Pies wpadł pod samochód, a potem pogryzł swoją właścicielkę. Kobiecie pomogli strażnicy miejscy ZDJĘCIA 14:03 22-01-2024

Kilka minut przed godziną 9 rano strażniczka miejska zauważyła seniorkę siedzącą na ławce przy ulicy Młota w warszawie. Kobieta miała zakrwawioną rękę, skarżyła się na zawroty głowy, duszności i była bliska utraty przytomności. Obok niej znajdował się jamnik szorstkowłosy.
Jak wyjaśniła 67-latka, podczas spaceru, pies wyrwał jej smycz i wpadł pod samochód. Gdy właścicielka próbowała go wydostać spod auta, wystraszony pupil ugryzł ją w rękę. Kobieta przyznała, że cierpi na przewlekłe choroby i tego ranka nie wzięła przepisanych leków. Strażnicy zaopiekowali się nią i wezwali pogotowie ratunkowe.
Ze względu na wypadek, na miejsce wezwano Ekopatrol, by przewieźć psa do lecznicy weterynaryjnej. Poobijany jamnik nie mógł się poruszać o własnych siłach.
– Zwierzak miał zakrwawioną łapę i reagował agresją na zbliżające się osoby. Strażnicy z Ekopatrolu przewieźli psa do lecznicy przy ulicy Jagiellońskiej. Gdy ratownicy z pogotowia zbadali seniorkę, kobieta poczuła się lepiej i nie zdecydowała się na przewiezienie do szpitala. Strażnicy zawieźli ją do lecznicy, gdzie mogła spotkać się ze swoim pupilem Kubą – przekazała Straż Miejska w Warszawie.

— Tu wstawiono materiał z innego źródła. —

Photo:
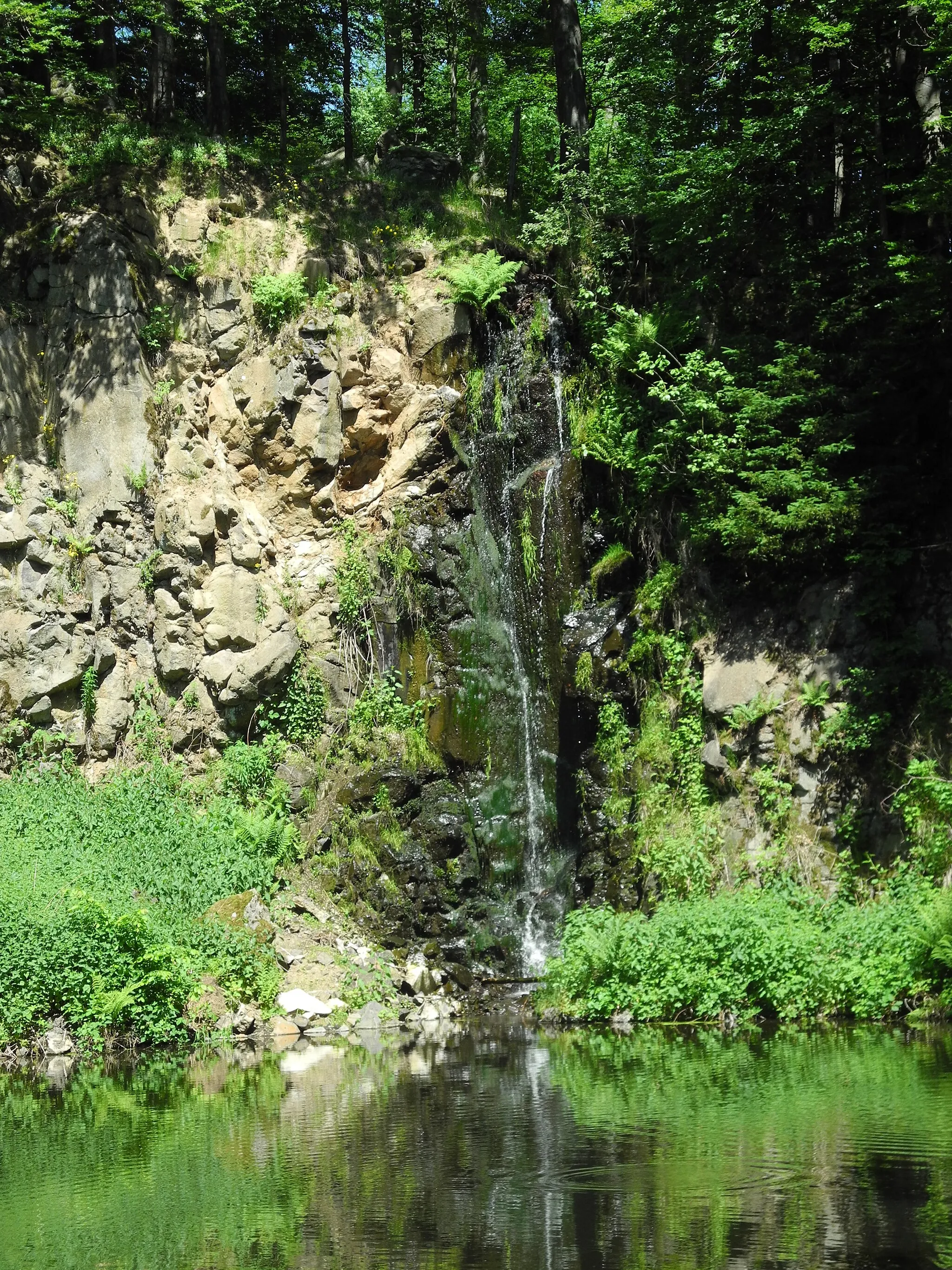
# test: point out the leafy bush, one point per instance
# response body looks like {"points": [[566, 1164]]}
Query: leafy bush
{"points": [[102, 892], [158, 332], [277, 299], [747, 953], [610, 562], [299, 711], [482, 281]]}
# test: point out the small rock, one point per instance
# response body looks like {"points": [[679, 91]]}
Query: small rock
{"points": [[58, 1041], [300, 1001], [282, 1028]]}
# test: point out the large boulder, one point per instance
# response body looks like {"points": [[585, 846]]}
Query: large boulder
{"points": [[259, 671], [229, 601], [185, 522], [436, 323], [317, 428], [735, 680]]}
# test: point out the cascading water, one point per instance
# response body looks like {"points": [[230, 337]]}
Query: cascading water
{"points": [[526, 545]]}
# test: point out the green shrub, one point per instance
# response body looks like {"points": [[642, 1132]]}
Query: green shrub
{"points": [[299, 711], [748, 953], [482, 280], [103, 888], [610, 562], [277, 299], [584, 672], [88, 695], [158, 332]]}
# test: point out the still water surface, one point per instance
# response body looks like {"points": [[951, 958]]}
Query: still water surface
{"points": [[494, 1147]]}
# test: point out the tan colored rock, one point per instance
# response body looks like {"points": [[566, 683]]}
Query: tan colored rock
{"points": [[317, 428], [436, 323], [229, 600], [256, 389], [389, 366], [183, 361], [734, 681], [262, 668], [224, 414]]}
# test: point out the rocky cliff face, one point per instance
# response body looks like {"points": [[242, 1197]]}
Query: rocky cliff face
{"points": [[172, 519]]}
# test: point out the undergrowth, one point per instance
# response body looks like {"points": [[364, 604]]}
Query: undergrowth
{"points": [[103, 891], [753, 953]]}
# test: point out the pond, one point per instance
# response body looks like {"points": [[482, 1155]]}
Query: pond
{"points": [[496, 1146]]}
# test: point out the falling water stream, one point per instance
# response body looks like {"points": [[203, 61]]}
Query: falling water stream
{"points": [[521, 464]]}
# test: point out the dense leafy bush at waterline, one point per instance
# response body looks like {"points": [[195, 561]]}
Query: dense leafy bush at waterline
{"points": [[102, 892], [749, 953]]}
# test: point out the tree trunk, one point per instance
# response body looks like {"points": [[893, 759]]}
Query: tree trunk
{"points": [[418, 64], [162, 73], [479, 83], [105, 59], [216, 80], [513, 158], [928, 98], [282, 119], [840, 152], [881, 168], [454, 64], [394, 54], [348, 111], [570, 79]]}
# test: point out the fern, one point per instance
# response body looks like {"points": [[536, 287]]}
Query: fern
{"points": [[482, 280]]}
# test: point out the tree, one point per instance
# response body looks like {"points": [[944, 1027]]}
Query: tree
{"points": [[570, 78]]}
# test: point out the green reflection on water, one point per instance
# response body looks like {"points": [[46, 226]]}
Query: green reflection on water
{"points": [[497, 1150], [770, 1149]]}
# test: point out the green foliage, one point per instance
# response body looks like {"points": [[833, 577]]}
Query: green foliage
{"points": [[278, 298], [814, 698], [748, 953], [146, 572], [925, 803], [356, 583], [158, 332], [380, 705], [742, 718], [12, 480], [102, 890], [610, 562], [483, 280], [88, 695], [583, 672], [527, 543], [68, 508], [138, 480], [614, 738], [299, 711], [402, 572]]}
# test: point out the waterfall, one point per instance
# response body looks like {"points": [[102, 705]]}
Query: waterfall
{"points": [[527, 564]]}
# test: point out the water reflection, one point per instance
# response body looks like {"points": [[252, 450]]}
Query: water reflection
{"points": [[490, 1149]]}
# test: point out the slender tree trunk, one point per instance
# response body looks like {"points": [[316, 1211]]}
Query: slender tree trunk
{"points": [[282, 120], [105, 59], [513, 158], [880, 168], [216, 79], [418, 64], [840, 150], [479, 83], [348, 111], [928, 98], [570, 78], [162, 72], [394, 54], [454, 64]]}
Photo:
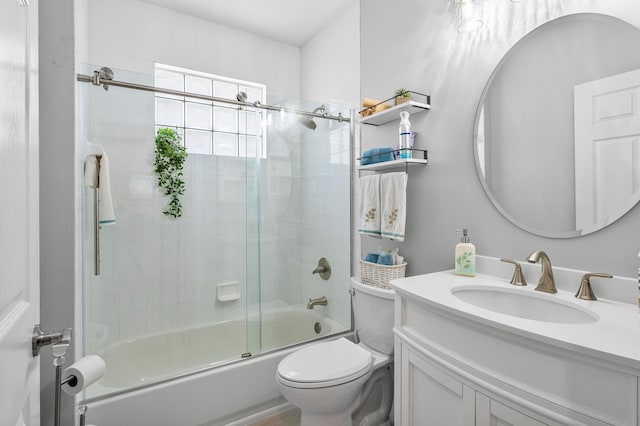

Po wykonaniu prześwietleń i badań stwierdzono, że pies nie doznał poważnych obrażeń, jednak noc spędził na obserwacji w klinice. W piątek zwierzak został odebrany przez właścicielkę i wrócił do domu.

(for. SM Warszawa, źródło SM Warszawa)
I kto za to płaci?
Tymczasem ktoś tam może kona bez wody i jedzenia, dowiemy się po fakcie…
Historia ze szczęsliwym końcem.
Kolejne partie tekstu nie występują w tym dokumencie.